特権ID管理市場の規模
ITR社の調査によると、2017年度の国内特権ID管理市場の売上金額は48億4,000万円です。これは、前年比10.0%の増加となっており、需要が高まっているといえます。
特に、セキュリティ対策を行うモチベーションで特権ID管理システムを導入する企業が増えています。結果として、2017年度に特権ID管理市場に参入したほぼ全てのベンダーの売上が増えている、という状況です。
2018年度以降も需要は高まっていく見込みです。同社によると、2017年度から2022年度の年平均成長率は6.3%、2022年には66億円規模になると予測されています。
参照:ITRが特権ID管理市場規模推移および予測を発表 | ITR
特権ID管理の需要が高まる背景
特権ID管理の需要が高まっているのは、特権IDに関するセキュリティ被害が拡大しているからです。今までは、内部の不正利用を防ぎ、情報漏えいの対策をする必要がありました。
しかし、サイバー攻撃が増えるにつれて外部からの攻撃の対策を行う必要が出ています。外部からの攻撃を受けると、情報漏えいだけでなく情報改ざんやシステム障害といった被害を受けるでしょう。
特に近年ではサイバー攻撃が巧妙化・高度化しているため、防ぎにくいです。中でも高権限である特権IDは外部から狙われやすくなっており、より厳重に管理しなければなりません。このようなリスクの高まりによって、特権ID管理システムを導入する企業が増えました。
今後はクラウドのシステムへの移行が進むことによって、さらに特権IDの不正アクセス被害は増大します。そのため、今後も市場は拡大すると予測されています。
特権ID管理システムの3つの機能
特権ID管理の市場推移から必要性を感じた場合は、システムの導入に向けて検討を進めましょう。そのためにも、特権ID管理システムが持つ3つの主な機能を紹介します。
1.申請・承認機能
特権ID管理システムは、ID(アカウント)にログインする権限を付与し、アクセスを制限できます。アクセスが制限されている状態でログインしようとすれば、権限やアクセス申請が必要です。
このような環境を整備していれば、不正なシステムへのアクセスを排除することが可能です。また、特権IDの利用に申請・承認が必要になるため、特権IDが不正利用された場合に速やかに原因を特定できるでしょう。
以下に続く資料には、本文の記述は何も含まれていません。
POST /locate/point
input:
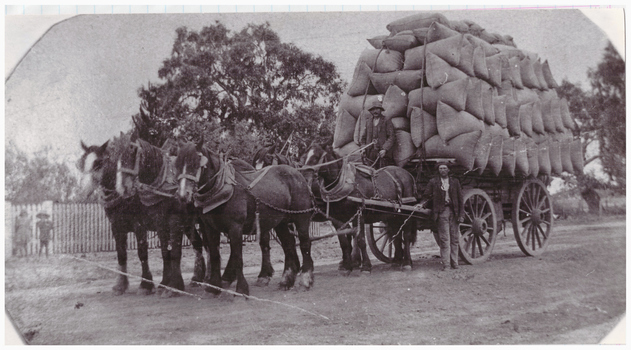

このように不正できる環境を排除することで、セキュリティ強度の高い安全な特権ID管理につながります。
2.ログ記録機能
特権ID管理システムには、アクセスログなどを保存する機能が搭載されています。申請・承認機能があることで、誰がアクセスしようとしたかは把握できます。
しかし、特権IDを使って具体的に何をしたのかまでは分かりません。そこで、特権IDの利用をログとして保存すれば、万が一の事態が発生しても行動まで把握できます。
このように、問題が発生した後に原因を究明できる仕組みがあると、被害の拡大を防げます。もし、内部の不正利用の詳細が分かれば、適切に特権ID管理を行える社内制度を構築できるでしょう。
3.パスワード管理機能
特権IDを管理する上でもっとも重要なのは、パスワードを厳重に管理することです。もし特権IDのパスワードが漏れてしまえば、重大なセキュリティ被害が発生してしまうでしょう。
特権ID管理システムでは、アクセスする際にワンタイムパスワードを発行します。ワンタイムパスワードがもし外部に漏えいしてしまっても、1度しかログインに使えないため問題ありません。
他にも、特定の利用者にはパスワードを開示せずに自動でログインする機能もあります。パスワードを開示しなければ、情報が漏れるリスクを減らすことが可能です。
このようにパスワードを安全に利用できる仕組みを活用することで、適切な管理につながります。
市場規模が拡大している特権ID管理の導入を検討しよう
特権ID管理システムの市場は、セキュリティリスクの増大と比例して拡大しています。高い権限を持つ特権IDは外部から狙われやすいです。内部の不正利用による損失も無視できません。
近年ではサイバー攻撃が激化しているため適切に特権IDを管理する必要があるでしょう。特権ID管理システムは申請・承認、ログ記録、パスワード管理を行う機能を搭載しています。
必要性を押さえて特権ID管理システムの導入を検討しましょう。